For a process in which several green films are stacked and pressed to form a green layer, the thickness of the individual green films is preferably between 30 and 130 μm, particularly preferably 80 μm.

In particular, by designing the piezoelectric layer with such a low layer thickness, a thin piezoelectric component can be provided that is free of lead. The thin component has a low material consumption during manufacture and a low space consumption when installed in the intended application device. This means that miniaturized sensors and actuators can be advantageously provided for use in computer housings, smartphones or for automated and automotive applications, for example.

Such a thin piezoelectric component comprises exactly one piezoelectric layer with the described layer thickness and electrodes applied to it, which preferably also have a low layer thickness in the micrometer range.

The piezoelectric component can be configured in such a way that it can be used in a wide variety of applications.

Preferably, the entire piezoelectric component can be lead-free. This means that the component does not contain any lead-containing components even outside the piezoelectric layer, just as it does inside the piezoelectric layer. This means that the use of lead, which has toxic and environmentally hazardous properties, can be avoided and legal regulations regarding the avoidance of the use of lead can be complied with.
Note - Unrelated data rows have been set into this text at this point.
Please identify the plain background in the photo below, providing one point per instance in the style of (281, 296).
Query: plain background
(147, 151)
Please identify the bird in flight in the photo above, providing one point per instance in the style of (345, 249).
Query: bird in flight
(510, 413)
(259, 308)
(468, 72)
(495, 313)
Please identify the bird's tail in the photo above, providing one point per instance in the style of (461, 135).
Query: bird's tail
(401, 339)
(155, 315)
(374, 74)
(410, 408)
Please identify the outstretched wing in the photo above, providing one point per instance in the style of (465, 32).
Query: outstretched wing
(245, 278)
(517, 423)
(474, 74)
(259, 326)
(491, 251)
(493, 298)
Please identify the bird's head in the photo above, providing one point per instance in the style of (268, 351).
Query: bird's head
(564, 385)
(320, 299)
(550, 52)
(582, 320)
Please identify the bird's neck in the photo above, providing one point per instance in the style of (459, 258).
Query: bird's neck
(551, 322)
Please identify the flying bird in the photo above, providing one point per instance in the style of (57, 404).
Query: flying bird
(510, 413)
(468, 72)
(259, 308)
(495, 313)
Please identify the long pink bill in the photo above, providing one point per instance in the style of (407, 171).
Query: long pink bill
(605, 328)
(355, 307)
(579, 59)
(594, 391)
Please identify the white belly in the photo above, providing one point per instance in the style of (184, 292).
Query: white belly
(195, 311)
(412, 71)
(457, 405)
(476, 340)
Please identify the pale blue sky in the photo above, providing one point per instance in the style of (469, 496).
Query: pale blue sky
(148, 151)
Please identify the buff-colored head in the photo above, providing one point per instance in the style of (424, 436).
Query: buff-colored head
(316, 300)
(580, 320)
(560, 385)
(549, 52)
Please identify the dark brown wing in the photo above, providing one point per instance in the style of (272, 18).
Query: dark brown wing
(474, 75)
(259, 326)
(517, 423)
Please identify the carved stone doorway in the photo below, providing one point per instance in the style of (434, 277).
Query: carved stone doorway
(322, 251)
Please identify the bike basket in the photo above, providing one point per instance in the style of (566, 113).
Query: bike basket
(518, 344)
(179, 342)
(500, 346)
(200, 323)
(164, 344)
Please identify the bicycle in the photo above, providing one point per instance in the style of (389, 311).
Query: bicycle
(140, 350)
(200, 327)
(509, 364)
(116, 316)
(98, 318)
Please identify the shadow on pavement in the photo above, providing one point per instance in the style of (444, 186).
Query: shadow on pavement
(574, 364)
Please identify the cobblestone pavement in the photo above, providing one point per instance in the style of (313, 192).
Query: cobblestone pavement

Preferably, in one embodiment, the piezoelectric component further comprises a carrier element to which the piezoelectric layer is applied as described above. The carrier element may be a membrane. The carrier element can be one of the electrodes applied to a surface of the piezoelectric layer. It is possible, for example, to conductively connect the piezoelectric element to a conductive carrier element on one side (e.g. by gluing or soldering). In this case, the carrier element is also the electrode. In addition, the described joining agent can be present between the carrier element and the piezoelectric layer.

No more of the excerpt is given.